Etymologie : latin area « espace libre, sol uni ». Eira ou aira en ancien occitan signifie « lieu vide et libre autour de la maison »        ( XIe siècle) mais déjà à la fin du XIIe aussi « aire à battre le blé ».

Plus tard a été créé le dérivé airée ou ayrie « quantité de gerbes qu’on met en une fois sur l’aire pour la battre », yerado ou eyrado dans le Gard, et naturellement on s’en est servi pour désigner cet espace et le verbe enairá « mettre le blé sur l’aire ».

Dans beaucoup de villages occitans nous trouvons une Rue des Aires ».

La forme airiel, airiel du Compoix n’a été attestée nulle part ailleurs à ce que je sache, mais je pense que le destrador local a voulu bien distinguer la place libre autour de la maison et l’aire à battre le blé.


le cercle est l’aire à battre le blé

Afenassar

Affenacé « ensemencé en pré » dans le Compoix de Valleraugue 1625: Pièce du long du Vallat arrosable nouvellement affenacé contenant pred . L’attestation du Compoix de Valleraugue est la première ! Voir le DOM s.v. afenatge « redevance de foin »

Provençal afenassa  » ensemencer un champ en pré « ,  Marseille afenassar, languedocien afénassa déjà chez l’abbé de Sauvages 1756 sont dérivés du latin fenum ‘foin’.  Le final pour le participe passé est bien sûr une francisation.

Ce n’est pas la même chose que français affener. (afenar et ses dérivés en languedocien, voir Alibert.) également dérivé du latin fenum. En occitan affenaje est  » l’action d’ensemencer en pré  » et le verbe français affener signifiait autrefois  » faucher  » Voir le TLF.

Cot, acout « pierre à aiguiser »

Cot s.f. « queux, pierre à aiguiser » et  français queux s.f. représentent le latin cōs, cōtem « pierre à aiguiser », comme l’italien cote  et le catalan cot. (FEW II, 1242) En occitan nous trouvons les formes cout(s), cot, acou(t), toujours avec le sens « pierre à aiguiser surtout (la faux) ».  Pour l’abbé de Sauvages co  est synonyme d’ esclafidou  (S1)

La forme queux du français a subi des déformations dues à l’homonymie avec queue du latin coda.

 

 

dalhaïre

L e dalhaire avec la cot. Remarquez le coufié, codier, codil sur sa hanche.

A Marseille et en ancien provençal est attesté le mot escoudo « marteau de carrier, servant à briser les pierres », qui doit dériver d’un verbe escoudar avec le sens « former la pierre à partir du bloc ». Le latin avait déjà créé le dérivé cotarium « coffin du faucheur » mot prononcé coufié, koudié, koutyé en occitan, couié à Champsaur, écrit « codier, codil d’après Alibert. Mistral donne une dizaine de graphies différentes suivant les régions.
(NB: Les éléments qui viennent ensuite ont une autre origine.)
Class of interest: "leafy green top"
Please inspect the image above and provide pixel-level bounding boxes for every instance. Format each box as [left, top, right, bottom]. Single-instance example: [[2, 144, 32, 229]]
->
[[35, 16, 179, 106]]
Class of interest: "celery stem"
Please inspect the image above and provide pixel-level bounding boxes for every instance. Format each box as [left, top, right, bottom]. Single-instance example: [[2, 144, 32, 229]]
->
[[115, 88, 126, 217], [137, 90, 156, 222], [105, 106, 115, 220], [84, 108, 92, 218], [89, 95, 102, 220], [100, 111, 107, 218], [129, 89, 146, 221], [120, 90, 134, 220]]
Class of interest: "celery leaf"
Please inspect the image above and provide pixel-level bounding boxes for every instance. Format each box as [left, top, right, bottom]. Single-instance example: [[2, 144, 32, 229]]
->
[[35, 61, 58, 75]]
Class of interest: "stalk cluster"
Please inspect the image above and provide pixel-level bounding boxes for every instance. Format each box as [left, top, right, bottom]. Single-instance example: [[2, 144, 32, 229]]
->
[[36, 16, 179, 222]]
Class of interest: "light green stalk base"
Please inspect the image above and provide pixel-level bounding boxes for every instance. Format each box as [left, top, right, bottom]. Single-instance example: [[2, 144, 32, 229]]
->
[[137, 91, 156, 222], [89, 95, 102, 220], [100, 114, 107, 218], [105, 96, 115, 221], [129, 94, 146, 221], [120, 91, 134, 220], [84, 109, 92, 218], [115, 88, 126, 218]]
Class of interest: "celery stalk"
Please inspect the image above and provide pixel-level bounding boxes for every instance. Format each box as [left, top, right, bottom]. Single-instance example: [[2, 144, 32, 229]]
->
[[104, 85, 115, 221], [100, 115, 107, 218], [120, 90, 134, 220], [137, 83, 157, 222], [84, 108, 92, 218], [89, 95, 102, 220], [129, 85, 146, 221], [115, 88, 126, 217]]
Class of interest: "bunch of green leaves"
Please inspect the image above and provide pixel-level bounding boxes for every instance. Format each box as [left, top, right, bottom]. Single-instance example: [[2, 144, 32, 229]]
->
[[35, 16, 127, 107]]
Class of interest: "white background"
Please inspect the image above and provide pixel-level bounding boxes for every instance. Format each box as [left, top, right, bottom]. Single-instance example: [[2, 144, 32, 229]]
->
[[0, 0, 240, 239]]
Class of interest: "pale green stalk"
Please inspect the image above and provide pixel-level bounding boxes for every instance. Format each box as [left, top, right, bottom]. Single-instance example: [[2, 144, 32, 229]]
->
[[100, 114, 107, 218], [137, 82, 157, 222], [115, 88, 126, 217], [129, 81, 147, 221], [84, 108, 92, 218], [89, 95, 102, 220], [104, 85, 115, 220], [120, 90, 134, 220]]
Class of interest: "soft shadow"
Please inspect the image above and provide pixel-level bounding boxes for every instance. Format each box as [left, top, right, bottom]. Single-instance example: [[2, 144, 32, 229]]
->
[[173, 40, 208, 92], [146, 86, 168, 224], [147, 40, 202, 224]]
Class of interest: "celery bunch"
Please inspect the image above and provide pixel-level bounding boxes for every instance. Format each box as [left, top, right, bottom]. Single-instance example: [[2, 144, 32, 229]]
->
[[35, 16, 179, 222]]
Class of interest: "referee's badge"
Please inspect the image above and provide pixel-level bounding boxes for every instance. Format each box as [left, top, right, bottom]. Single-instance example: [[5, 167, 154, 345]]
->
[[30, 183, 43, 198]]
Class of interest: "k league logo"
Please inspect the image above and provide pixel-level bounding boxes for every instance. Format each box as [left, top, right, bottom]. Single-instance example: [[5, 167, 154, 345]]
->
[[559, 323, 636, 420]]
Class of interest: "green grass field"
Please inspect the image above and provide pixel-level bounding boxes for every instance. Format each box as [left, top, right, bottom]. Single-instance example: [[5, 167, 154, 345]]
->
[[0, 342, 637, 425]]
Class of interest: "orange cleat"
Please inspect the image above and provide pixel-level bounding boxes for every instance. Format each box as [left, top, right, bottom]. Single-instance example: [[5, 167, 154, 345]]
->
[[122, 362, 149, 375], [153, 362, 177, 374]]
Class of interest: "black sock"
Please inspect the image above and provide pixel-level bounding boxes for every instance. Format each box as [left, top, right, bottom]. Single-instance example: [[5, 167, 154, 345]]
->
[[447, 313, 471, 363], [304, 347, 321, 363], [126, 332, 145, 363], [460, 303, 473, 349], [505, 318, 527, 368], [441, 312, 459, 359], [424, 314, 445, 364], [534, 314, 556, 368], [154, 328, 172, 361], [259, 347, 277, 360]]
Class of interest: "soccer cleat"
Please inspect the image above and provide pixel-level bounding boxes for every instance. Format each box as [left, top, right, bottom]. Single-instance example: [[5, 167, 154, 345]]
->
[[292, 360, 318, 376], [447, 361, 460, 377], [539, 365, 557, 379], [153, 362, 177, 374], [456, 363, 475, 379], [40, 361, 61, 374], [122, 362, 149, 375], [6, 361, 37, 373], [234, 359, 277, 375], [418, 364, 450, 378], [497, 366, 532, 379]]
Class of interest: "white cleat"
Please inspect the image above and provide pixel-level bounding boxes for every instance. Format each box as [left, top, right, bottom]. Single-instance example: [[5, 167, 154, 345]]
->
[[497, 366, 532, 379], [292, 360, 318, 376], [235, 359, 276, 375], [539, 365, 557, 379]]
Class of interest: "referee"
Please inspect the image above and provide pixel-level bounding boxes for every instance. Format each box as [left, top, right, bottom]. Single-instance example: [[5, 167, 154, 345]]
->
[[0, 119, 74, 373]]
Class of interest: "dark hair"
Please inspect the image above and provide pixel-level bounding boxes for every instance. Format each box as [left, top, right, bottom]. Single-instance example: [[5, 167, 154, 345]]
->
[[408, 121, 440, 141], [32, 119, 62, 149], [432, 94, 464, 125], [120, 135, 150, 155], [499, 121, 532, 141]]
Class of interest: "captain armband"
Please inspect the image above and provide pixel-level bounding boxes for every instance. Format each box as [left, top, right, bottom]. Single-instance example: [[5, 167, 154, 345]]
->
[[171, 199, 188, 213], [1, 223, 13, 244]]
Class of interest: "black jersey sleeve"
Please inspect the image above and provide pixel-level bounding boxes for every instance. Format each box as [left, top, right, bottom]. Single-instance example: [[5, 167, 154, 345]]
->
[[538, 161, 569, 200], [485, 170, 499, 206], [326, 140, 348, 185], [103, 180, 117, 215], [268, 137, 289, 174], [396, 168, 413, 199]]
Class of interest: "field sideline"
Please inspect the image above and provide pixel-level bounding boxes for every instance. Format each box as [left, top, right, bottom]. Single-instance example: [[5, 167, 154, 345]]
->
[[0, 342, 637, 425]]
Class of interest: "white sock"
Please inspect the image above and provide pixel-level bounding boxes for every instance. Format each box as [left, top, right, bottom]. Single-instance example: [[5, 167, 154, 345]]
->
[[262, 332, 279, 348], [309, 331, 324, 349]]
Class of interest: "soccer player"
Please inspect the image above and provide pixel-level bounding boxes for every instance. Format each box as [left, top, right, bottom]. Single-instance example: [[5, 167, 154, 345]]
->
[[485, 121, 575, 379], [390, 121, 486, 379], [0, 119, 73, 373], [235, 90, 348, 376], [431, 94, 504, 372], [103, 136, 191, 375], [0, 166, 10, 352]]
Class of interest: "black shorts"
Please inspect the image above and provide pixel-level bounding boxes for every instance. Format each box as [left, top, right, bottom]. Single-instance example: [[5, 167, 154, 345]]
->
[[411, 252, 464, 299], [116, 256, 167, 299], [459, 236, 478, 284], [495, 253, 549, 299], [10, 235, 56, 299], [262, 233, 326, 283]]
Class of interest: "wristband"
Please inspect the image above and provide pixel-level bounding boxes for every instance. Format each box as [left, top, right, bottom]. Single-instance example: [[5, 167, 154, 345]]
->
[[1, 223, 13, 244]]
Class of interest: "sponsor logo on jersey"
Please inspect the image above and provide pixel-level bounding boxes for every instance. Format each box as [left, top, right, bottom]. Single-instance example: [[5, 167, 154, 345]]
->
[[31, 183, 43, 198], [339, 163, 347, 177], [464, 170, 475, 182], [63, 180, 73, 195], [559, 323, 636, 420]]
La forme languedocienne coudiou, coudièou (Gard) est expliqué par le linguiste Gamillscheg comme une influence des faucheurs lozériens qui venaient faucher dans la plaine. En effet en Lozère cotarium devient régulièrement coudyo, transformée par les employeurs de la plaine en coudiou.   Cet article  qui doit être très intéressant est publié en 1922 dans la revue Archivum Romanicum t.6 (1922). Numérisé mais pas consultable…

Voir aussi l’article codou, code  « caillou ».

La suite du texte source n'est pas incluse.